从扎着羊角辫、缺了门牙的小学时代,到穿着宽大校服、神情略带青涩的初中,再到眉眼长开、笑容明媚的高中时期…

照片排列得极其工整,按时间顺序,一丝不苟。

而在照片墙的旁边,单独辟出的空间里,挂着几件…女孩子的贴身小背心,颜色素净,洗得干干净净,被小心翼翼地挂在衣架上、

并且,每一件都被一个透明的防尘罩谨慎地罩着。

周幼美的心脏狂跳,几乎要冲破胸膛。

视线下移。

柜子下方的隔层,被划分成几个收纳格。

一个格子里,堆放着一些看似无用的小物件。

几根用旧了的、带着头发丝的发圈;

一把用完了墨水的、印着卡通图案的笔芯;

甚至还有几簇她贴过又撕下、形状完好的假睫毛,被仔细地收在一个透明小盒里。

……

这是沈序臣收藏的云织的宇宙。

还没完。

另一边的格子,则整齐地码放着几个厚厚的笔记本。

周幼美颤抖着手拿起最上面一本,翻开。

里面是沈序臣那清劲的字迹,记录关于云织的一切。

「嗜甜,最近喜欢吃芒果冻干。」

「颜色偏爱雾霾蓝,最近购入衣物多为此色系。」

「生理期记录:每月中下旬,常伴有腹痛,需提前准备红糖姜茶。」

「情绪敏感期,避免争执。」

「5月5日,与荆晏川图书馆偶遇,交谈约二十分钟,心情似佳。」

「9月16日,提及荆晏川,语气平淡,应已无芥蒂。」

……

除此之外,而最后一本笔记本的封面上,马克笔写着《慕容紫冰凝公主与水沐辰大侠的爱恨情仇最终稿》。

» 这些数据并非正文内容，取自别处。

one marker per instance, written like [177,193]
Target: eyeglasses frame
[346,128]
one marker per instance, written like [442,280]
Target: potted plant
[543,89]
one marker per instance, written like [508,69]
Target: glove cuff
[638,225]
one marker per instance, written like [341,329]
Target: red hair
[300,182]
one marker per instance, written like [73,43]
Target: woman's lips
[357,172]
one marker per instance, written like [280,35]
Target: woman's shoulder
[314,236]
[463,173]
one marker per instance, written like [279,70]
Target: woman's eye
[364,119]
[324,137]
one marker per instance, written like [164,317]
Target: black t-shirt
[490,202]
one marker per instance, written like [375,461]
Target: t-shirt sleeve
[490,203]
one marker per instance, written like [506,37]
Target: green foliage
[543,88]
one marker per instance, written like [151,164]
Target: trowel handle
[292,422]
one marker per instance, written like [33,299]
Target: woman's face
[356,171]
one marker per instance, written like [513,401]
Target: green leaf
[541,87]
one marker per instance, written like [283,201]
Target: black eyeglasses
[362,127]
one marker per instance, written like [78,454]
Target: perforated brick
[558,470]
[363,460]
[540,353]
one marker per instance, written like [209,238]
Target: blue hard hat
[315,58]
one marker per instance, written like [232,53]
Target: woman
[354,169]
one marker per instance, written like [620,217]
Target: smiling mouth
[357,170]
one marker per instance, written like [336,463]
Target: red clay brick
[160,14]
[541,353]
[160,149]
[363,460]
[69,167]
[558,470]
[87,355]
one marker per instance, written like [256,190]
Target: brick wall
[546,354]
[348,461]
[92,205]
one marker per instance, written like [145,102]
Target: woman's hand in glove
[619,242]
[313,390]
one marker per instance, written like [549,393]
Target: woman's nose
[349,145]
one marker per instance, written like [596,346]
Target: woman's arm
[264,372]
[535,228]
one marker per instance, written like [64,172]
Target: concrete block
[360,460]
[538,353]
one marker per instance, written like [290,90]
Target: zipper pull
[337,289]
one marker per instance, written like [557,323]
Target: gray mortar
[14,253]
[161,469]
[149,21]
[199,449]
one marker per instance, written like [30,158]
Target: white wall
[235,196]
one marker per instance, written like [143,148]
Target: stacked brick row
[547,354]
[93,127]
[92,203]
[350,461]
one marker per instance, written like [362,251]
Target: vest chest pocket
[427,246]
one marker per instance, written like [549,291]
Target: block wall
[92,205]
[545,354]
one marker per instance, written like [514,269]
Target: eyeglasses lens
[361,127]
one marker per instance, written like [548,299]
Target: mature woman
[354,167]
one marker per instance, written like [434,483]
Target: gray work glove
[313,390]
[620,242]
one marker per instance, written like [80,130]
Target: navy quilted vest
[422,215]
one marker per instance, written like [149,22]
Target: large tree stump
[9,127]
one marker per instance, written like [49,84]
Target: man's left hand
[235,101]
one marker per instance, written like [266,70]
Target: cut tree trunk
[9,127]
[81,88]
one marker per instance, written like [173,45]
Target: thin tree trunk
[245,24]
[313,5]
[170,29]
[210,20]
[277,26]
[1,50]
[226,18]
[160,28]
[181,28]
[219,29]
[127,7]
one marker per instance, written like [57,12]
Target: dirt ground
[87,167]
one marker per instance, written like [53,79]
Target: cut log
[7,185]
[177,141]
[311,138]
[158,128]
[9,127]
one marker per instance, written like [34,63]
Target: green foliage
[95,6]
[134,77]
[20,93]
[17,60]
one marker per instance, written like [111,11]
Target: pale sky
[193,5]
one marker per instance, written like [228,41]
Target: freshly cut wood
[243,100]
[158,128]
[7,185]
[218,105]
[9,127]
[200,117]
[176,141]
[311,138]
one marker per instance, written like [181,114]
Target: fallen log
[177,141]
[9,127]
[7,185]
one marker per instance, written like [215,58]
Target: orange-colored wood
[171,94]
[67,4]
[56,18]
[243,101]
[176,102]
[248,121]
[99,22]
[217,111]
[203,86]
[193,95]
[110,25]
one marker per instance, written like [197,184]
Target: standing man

刚刚在云织的柜子里翻到的小说没有完结,没想到最终稿竟然被他收藏走了。

周幼美扶着柜门,浑身冰凉,眼泪夺眶。

经年累月,沈序臣沉默而疯狂地…迷恋着那个已经成为他妹妹的少女。

而周幼美掉眼泪,不是因为这件事多么离经叛道…

而是,身为母亲的她,这么多年,竟然一刻也未曾察觉过他忍耐压抑的爱意与痛苦。